Co-founder and Curator of Thinkspace, Andrew Hosner, says, "Our plan is to continue to knock on the door of the establishment until more listen, more take notice, more start to add these artists to their permanent collections, and start to give the movement the attention it has earned and deserved."

'Juxtapozed', a show title drawn from the magazine of the same name in the imperative tense, celebrates the legacy made possible byJuxtapoz Magazine.

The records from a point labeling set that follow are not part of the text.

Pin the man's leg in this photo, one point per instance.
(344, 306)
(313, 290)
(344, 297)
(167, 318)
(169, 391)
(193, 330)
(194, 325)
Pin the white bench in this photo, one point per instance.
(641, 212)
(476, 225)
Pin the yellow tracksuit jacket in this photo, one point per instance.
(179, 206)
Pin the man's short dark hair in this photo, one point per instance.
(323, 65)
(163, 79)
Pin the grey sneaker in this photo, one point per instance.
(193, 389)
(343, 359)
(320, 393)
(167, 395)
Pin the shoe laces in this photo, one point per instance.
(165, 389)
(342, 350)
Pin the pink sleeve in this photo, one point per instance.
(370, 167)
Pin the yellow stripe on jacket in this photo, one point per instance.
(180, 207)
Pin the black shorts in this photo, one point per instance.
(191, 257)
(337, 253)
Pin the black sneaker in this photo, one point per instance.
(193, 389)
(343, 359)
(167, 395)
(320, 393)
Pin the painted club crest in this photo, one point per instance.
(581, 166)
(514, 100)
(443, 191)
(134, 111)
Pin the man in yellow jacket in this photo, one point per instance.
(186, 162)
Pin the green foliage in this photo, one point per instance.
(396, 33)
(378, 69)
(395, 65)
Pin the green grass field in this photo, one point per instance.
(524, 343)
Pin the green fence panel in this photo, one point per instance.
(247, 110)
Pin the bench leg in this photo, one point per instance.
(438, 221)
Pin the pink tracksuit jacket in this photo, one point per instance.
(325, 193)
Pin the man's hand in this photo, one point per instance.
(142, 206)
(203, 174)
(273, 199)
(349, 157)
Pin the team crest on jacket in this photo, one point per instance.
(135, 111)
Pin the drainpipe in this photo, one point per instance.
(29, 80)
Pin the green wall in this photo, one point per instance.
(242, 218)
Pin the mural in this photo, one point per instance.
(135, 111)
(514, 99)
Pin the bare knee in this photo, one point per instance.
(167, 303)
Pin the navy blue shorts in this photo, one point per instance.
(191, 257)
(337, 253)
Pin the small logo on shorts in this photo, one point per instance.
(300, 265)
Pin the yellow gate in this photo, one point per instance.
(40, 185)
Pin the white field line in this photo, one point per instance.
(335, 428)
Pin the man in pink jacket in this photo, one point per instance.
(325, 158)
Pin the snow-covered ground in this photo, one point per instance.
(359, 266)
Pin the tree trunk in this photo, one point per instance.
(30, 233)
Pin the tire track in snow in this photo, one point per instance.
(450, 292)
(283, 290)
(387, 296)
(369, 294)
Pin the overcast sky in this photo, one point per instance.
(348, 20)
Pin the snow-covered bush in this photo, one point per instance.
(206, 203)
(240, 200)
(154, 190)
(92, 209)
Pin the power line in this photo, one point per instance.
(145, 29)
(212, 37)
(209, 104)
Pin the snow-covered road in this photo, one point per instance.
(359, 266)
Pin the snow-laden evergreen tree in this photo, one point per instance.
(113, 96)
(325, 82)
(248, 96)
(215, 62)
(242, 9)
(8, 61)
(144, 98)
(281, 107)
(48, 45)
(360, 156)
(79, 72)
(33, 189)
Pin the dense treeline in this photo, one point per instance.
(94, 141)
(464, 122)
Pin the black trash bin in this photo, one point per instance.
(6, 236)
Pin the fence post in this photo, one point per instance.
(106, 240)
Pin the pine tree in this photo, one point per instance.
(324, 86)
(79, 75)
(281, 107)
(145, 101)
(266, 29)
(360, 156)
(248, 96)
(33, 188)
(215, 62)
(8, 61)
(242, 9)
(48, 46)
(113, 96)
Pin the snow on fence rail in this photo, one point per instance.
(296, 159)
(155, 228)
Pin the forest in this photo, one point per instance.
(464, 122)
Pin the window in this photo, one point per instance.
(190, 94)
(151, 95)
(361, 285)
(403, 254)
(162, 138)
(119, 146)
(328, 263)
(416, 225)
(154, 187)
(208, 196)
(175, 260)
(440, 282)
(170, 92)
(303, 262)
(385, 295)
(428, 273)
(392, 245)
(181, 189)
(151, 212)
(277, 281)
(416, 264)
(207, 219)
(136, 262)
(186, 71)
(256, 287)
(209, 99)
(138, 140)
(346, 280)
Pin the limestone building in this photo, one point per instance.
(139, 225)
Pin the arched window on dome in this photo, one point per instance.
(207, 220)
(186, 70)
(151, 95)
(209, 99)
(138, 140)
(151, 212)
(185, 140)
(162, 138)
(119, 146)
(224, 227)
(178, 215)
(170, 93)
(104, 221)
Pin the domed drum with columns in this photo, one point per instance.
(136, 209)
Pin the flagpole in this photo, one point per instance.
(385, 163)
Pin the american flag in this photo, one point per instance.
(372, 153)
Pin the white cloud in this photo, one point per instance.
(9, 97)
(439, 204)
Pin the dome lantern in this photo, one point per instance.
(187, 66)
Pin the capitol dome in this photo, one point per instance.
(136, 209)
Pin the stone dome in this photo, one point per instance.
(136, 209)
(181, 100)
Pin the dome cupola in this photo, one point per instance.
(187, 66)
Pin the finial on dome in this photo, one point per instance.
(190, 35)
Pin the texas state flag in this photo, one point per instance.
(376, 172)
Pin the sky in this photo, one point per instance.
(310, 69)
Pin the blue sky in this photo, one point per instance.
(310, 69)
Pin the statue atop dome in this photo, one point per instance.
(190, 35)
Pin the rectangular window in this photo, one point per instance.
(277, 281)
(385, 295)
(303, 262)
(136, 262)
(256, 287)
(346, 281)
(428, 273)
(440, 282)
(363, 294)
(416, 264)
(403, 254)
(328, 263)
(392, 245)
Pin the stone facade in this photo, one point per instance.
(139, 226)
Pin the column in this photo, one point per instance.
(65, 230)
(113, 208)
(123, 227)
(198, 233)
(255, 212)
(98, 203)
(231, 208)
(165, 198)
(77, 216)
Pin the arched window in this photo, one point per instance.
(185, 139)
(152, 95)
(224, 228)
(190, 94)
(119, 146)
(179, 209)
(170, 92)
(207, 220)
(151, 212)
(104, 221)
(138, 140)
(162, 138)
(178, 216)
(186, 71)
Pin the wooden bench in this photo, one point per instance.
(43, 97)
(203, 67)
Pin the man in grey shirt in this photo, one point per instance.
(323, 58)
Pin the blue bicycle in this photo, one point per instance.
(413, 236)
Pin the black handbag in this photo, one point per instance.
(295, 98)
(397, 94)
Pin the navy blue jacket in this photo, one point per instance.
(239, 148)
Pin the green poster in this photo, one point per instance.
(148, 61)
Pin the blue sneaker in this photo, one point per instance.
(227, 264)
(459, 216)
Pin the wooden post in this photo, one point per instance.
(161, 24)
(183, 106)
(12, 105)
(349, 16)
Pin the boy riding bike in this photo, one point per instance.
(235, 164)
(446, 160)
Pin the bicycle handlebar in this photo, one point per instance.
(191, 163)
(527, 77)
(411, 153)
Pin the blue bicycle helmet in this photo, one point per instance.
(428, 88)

The access the publication has facilitated since the early "90s to a widely cast variety of media and expressions has shaped the movement itself and preserved its continued relevance. Founded in San Francisco in 1994 by Robert Williams, Craig Stecyk, Greg Escalante, Eric Swenson and Fausto Vitello, Juxtapoz evolved from the intent to foster and support the art and culture of the underground. The magazine provided an alternative voice and narrative as a counterpart to the dominant New York-centric discourse of contemporary art and featured artists who straddled the boundaries between "high" and "low" culture. Aligning itself with the aesthetics of contemporary street culture, figurative art, California car culture, gig posters, tattoos, graphics, psychedelia, and comics, the publication became a conduit and forum for an entirely new generation of artists who were latching on to a populist visual vernacular.

'Juxtapozed' features installations by Laurence Vallieres and Icy and Sot, plus site-specific murals by Cinta Vidal & Meggs. The group exhibition features individual works by 48 New Contemporary artists, including 1010, Aaron Nagel, Alex Garant, Allison Sommers, Amy Sol, Bec Winnel, Benjamin Garcia, Chris Mars, Cinta Vidal, Craig "Skibs' Barker, Daniel Bilodeau, David Rice, Derek Gores, Dulk, Erik Siador, Erika Sanada, Fernando Chamarelli, Frank Gonzales, Fuco Ueda, Ian Francis, Jeff Gilette, Joe Sorren, Joel Daniel Phillips, Jolene Lai, Jon Swihart, Josh Keyes, Juan Travieso, Kazuhiro Tsuji, Kelly Vivanco, Kikyz1313, Lauren Brevner, Liz Brizzi, Mark Ryden, Martin Whatson, Martin Wittfooth, Mary Iverson, Mike Davis, Meggs, Ron English, Sepe, Sergio Garcia, Shag, Shepard Fairey, Stephanie Buer, Telmo Miel, Travis Louie, Wiley Wallace, and Yosuke Ueno.

 

This exhibition has been organized by Andrew and Shawn Hosner, curators and co-owners of Thinkspace Art Gallery, Josef Zimmerman, curator of New Contemporary Art at the Fort Wayne Museum of Art, with the assistance of Gary Pressman of Copro Gallery in Santa Monica, CA.